Why not just stick to Redis?
Redis is laser-focused on speed and efficiency, so it went down the path of restricting itself to a single computer (and a single core), saving all its data in RAM and writing to disk asynchronously. This is fantastic for a particular set of use cases, but sometimes you don’t need microsecond response times with one operation running at a time – you’re okay with millisecond responses if your workload can be spread across tens or hundreds of servers, so multiple operations run simultaneously without blocking each other.
Redis does have a cluster mode, but if you compare it to DynamoDB you can almost hear Dynamo say “Haawww, You think the cloud is your ally. You merely adopted the cloud. I was born in it. Moulded by it.” before proceeding to kick some Redass. There’s really no comparing the two, becuase DynamoDB has the whole distributed system game locked down so hard AWS runs AWS on it, and once Amazon moved their shopping cart to DynamoDB they run Prime Days without having to look at the DB dashboards the way concert pianists play without having to look at their fingers.
That’s not to say DynamoDB is perfect – if you do all your work on a single key you’ll be sending all your DynamoDB operations to one single server while a hundred thousand more sit idly laughing at you with that droning staccato their fans make – and then that one server will throttle you; crashing your app and causing you to write angry blog posts on Hacker News about how Dynamo totally failed you and your snowflake use-case.

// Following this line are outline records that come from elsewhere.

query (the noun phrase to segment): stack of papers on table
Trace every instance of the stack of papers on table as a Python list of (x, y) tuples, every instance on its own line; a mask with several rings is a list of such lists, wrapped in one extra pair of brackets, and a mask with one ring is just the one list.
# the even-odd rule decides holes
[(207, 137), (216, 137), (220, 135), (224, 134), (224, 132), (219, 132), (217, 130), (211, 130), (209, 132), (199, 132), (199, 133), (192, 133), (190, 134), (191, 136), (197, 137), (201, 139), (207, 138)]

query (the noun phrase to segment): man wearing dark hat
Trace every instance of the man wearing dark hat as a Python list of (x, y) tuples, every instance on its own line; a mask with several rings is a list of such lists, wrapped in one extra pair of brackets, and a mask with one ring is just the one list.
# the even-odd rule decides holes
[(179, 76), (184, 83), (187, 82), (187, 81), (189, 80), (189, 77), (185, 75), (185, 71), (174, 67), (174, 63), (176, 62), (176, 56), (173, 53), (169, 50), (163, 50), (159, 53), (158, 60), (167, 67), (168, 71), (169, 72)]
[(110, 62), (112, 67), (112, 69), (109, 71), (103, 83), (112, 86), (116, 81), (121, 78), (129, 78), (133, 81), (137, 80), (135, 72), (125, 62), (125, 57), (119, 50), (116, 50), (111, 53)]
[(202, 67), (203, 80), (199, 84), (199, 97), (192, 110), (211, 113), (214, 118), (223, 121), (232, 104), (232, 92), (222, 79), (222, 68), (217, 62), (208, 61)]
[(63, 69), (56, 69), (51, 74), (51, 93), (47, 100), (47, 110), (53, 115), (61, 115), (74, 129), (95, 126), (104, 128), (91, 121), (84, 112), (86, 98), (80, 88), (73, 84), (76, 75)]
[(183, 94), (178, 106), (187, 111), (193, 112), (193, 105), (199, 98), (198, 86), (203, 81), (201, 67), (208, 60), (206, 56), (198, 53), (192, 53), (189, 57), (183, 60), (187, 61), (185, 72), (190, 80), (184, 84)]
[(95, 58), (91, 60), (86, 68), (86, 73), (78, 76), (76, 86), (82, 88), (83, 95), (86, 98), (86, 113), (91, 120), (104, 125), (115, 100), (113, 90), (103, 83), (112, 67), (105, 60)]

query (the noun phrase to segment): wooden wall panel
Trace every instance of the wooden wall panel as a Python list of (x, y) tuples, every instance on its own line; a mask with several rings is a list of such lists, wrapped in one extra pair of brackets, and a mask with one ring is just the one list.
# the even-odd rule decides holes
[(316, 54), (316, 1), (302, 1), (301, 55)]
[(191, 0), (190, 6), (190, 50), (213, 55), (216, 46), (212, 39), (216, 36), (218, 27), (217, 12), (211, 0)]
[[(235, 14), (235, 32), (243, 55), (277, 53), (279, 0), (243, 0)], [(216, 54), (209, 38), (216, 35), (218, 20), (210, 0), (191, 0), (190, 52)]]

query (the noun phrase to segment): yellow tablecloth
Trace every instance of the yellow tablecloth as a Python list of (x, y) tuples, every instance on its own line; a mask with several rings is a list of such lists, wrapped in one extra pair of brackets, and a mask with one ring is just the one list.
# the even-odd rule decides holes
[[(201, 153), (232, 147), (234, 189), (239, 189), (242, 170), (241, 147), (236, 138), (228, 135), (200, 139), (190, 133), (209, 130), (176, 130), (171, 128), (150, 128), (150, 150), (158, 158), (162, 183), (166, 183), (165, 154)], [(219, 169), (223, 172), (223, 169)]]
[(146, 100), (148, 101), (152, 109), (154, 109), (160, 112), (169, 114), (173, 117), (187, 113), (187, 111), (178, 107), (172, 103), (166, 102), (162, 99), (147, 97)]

Being a distributed system allows DynamoDB do things like make sure your data is safe on disk in multiple data centers before acknowledging your writes, automatically copying your data to multiple nodes so your response times actually get faster under higher load, give you near-infinite storage, billing that can work on a per-request basis (so you pay nothing when not using it), scale up and down automatically within minutes to handle load spikes and a bunch of other serverless advantages.

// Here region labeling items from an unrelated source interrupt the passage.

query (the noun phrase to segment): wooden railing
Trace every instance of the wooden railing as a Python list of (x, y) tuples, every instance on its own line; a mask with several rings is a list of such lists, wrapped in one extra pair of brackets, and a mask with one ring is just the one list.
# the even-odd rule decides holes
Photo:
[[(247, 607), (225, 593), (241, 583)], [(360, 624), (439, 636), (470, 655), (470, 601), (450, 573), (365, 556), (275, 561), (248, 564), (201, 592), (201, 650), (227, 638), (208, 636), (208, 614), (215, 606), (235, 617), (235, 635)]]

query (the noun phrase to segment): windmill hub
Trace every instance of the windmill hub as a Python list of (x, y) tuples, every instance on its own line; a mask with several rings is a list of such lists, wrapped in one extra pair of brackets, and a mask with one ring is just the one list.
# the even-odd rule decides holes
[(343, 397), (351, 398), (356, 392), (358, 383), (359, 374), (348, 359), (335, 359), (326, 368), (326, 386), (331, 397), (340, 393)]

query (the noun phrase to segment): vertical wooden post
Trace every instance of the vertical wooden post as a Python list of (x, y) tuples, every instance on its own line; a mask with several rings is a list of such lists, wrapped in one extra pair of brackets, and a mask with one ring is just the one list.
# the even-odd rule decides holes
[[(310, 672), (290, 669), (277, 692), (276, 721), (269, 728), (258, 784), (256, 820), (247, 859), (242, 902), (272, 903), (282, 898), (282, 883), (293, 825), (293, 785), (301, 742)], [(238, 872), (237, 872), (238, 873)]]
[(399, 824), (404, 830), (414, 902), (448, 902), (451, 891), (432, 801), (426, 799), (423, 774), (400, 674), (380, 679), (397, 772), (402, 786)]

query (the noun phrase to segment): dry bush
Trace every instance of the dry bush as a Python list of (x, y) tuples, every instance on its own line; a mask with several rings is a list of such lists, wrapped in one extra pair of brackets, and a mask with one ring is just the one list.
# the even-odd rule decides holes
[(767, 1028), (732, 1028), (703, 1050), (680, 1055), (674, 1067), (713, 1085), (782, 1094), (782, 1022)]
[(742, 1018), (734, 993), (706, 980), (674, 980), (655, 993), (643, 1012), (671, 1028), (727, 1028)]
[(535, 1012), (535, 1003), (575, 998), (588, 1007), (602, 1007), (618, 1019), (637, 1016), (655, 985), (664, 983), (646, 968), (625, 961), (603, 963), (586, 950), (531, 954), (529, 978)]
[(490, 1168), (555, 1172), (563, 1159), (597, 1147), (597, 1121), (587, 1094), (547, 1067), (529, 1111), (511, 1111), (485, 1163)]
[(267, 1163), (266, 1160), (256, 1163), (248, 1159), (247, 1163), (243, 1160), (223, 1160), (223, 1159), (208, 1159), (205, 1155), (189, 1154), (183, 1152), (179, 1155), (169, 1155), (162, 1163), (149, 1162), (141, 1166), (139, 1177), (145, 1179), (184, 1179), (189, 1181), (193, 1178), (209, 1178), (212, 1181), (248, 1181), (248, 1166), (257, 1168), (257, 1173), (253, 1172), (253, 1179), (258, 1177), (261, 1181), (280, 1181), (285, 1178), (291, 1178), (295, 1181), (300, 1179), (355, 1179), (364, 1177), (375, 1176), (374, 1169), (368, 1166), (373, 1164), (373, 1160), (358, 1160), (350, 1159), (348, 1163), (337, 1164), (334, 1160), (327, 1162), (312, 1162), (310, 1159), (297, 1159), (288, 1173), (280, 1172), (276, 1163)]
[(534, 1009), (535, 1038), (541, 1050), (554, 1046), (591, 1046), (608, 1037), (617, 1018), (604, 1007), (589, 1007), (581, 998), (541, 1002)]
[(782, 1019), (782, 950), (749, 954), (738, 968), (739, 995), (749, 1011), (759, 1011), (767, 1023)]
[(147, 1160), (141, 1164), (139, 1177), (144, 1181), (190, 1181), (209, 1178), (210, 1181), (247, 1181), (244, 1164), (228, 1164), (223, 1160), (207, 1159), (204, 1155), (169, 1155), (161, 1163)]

But what can we do about that horrible and overly-demanding API? We could just overlay the Redis API on top of it. DynamoDB has key-value and B-Tree operations, and you can go a long way in data-structure land with those. The Redimo project implements all the current Redis structures, including streams and geospatial sets, into efficient DynamoDB operations. Some operations are perfectly efficient (as fast as they can logically be), some better than Redis, and some worse.

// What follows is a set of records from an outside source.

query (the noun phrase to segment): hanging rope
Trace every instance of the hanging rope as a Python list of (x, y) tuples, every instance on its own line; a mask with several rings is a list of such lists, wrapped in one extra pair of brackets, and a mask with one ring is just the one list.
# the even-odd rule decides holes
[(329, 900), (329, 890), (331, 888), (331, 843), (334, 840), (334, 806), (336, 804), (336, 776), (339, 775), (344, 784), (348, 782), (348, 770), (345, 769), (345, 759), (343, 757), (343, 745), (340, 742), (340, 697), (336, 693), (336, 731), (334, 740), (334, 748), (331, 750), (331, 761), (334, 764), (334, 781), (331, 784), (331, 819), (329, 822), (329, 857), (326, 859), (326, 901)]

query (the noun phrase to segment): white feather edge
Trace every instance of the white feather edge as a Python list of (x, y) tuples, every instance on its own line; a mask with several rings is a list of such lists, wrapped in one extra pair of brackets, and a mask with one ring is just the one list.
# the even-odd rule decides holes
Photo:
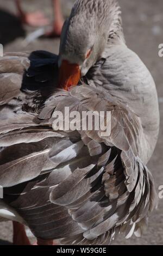
[(14, 221), (23, 224), (23, 219), (11, 207), (7, 205), (3, 201), (0, 201), (0, 221)]

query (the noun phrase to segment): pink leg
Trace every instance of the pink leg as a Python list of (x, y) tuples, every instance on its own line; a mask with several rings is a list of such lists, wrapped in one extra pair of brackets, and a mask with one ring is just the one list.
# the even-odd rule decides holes
[(47, 34), (50, 36), (59, 36), (61, 35), (64, 17), (62, 15), (60, 0), (53, 0), (54, 21), (53, 29)]
[(24, 13), (22, 9), (20, 1), (20, 0), (15, 0), (15, 3), (18, 12), (18, 16), (22, 23), (32, 27), (42, 27), (49, 24), (49, 20), (46, 18), (41, 11)]
[(24, 226), (18, 222), (13, 221), (13, 245), (30, 245), (27, 236)]

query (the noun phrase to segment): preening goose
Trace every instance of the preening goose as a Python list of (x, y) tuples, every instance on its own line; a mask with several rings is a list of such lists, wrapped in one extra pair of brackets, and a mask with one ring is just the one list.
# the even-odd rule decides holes
[[(146, 164), (159, 113), (151, 75), (126, 45), (117, 1), (76, 1), (59, 57), (9, 53), (0, 72), (1, 216), (64, 244), (140, 236), (157, 204)], [(110, 134), (55, 130), (54, 114), (65, 106), (111, 112)]]

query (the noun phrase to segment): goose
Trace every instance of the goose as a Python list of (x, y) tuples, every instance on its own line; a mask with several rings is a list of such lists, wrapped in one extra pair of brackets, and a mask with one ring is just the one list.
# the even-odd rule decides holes
[[(157, 93), (126, 45), (121, 15), (116, 0), (76, 0), (58, 56), (0, 59), (0, 216), (16, 222), (15, 242), (25, 237), (22, 225), (38, 245), (139, 237), (157, 206), (147, 167), (159, 130)], [(65, 107), (109, 111), (109, 135), (56, 129)]]

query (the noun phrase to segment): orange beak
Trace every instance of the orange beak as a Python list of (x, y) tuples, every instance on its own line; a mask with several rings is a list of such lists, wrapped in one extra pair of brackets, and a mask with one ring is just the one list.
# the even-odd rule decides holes
[(59, 69), (59, 87), (68, 90), (71, 86), (78, 84), (80, 76), (79, 65), (64, 60)]

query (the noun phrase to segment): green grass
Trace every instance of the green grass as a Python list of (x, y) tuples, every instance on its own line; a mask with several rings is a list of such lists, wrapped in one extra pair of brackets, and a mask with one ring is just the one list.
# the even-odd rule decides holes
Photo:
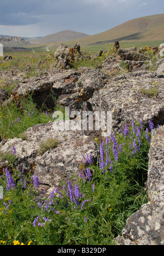
[[(112, 54), (112, 48), (106, 46), (107, 54)], [(88, 51), (85, 50), (86, 56)], [(14, 56), (15, 59), (8, 64), (0, 65), (1, 70), (11, 70), (16, 67), (25, 72), (25, 77), (30, 77), (40, 74), (40, 68), (44, 71), (54, 65), (49, 53)], [(73, 68), (85, 66), (95, 68), (105, 57), (103, 55), (91, 61), (87, 58), (77, 59)], [(31, 65), (32, 69), (25, 71), (28, 64)], [(7, 80), (0, 81), (1, 88), (8, 89)], [(12, 86), (15, 85), (12, 84)], [(8, 90), (10, 92), (11, 88)], [(46, 112), (43, 109), (38, 108), (32, 96), (21, 98), (19, 102), (13, 101), (5, 107), (1, 106), (1, 138), (16, 137), (27, 139), (26, 131), (28, 127), (53, 121), (52, 112), (63, 111), (60, 106), (56, 106), (53, 110), (47, 109)], [(139, 127), (141, 133), (140, 146), (137, 127)], [(143, 129), (137, 122), (135, 132), (131, 128), (126, 138), (120, 133), (115, 139), (109, 138), (104, 144), (98, 144), (100, 153), (97, 161), (89, 162), (86, 159), (86, 162), (80, 163), (79, 177), (75, 177), (76, 184), (72, 181), (74, 177), (71, 184), (61, 182), (60, 187), (63, 188), (56, 188), (50, 197), (40, 193), (36, 183), (34, 187), (33, 178), (37, 178), (33, 177), (32, 168), (24, 173), (15, 167), (16, 155), (0, 152), (0, 161), (8, 161), (10, 178), (15, 184), (14, 188), (10, 187), (9, 189), (7, 185), (11, 179), (7, 179), (5, 170), (2, 171), (0, 168), (0, 186), (4, 193), (3, 199), (0, 200), (0, 244), (115, 245), (114, 238), (121, 234), (128, 217), (149, 200), (147, 190), (144, 188), (147, 180), (149, 150), (145, 129)], [(150, 131), (149, 136), (150, 138)], [(139, 146), (139, 150), (134, 142)], [(40, 145), (42, 153), (57, 146), (59, 142), (44, 142), (45, 144)], [(113, 152), (115, 143), (117, 161)], [(103, 162), (102, 167), (100, 164)], [(84, 200), (86, 200), (85, 203)]]
[[(14, 169), (7, 180), (9, 174), (4, 171), (0, 179), (4, 192), (0, 201), (2, 245), (29, 242), (32, 245), (115, 245), (114, 238), (121, 234), (127, 218), (149, 201), (143, 187), (149, 145), (145, 130), (140, 131), (140, 152), (133, 152), (132, 134), (138, 146), (139, 143), (136, 131), (131, 129), (126, 138), (119, 134), (115, 138), (122, 147), (117, 161), (113, 137), (113, 141), (101, 144), (104, 154), (100, 154), (101, 160), (81, 163), (75, 184), (61, 182), (63, 189), (56, 188), (48, 197), (40, 193), (38, 179), (32, 171), (25, 174)], [(106, 162), (106, 153), (112, 164), (102, 168), (99, 163)]]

The documentation on each Redimo method will tell you what the differences are from Redis, both in terms of the interface and the time/cost complexity, but for the most part there’s parity between the two systems. Some operations like counting become O(N) on DynamoDB (where we don’t want to do distributed locking and book-keeping) instead of O(1) on Redis (where every operation locks by design), but others become faster because we can do things in parallel, and some others like sorted sets become more functional because we can have two indexes instead of one.
But what’s the catch?
There’s no way to build an abstraction that doesn’t leak – as you push against the limits of DynamoDB you will start to see bits of it peek through, but 1) most applications will not push that hard and 2) the DynamoDB team is constantly working to make it faster and better, so this is less likely to happen as time goes by. There are basic principles that need to be followed, the most important of which is to spread your workload across your keys as evenly as possible. If you can handle that, Redimo will do the right thing, call out gotchas in the documentation, and handle your data just the way you expect.
What’s Available Now
The Go Redimo library is now in beta. It will remain in beta while documentation is added and it’s tested in my own production applications, after which v1 will be released – v1 will guarantee that the API and data format will be backwards compatible with new minor versions of the library.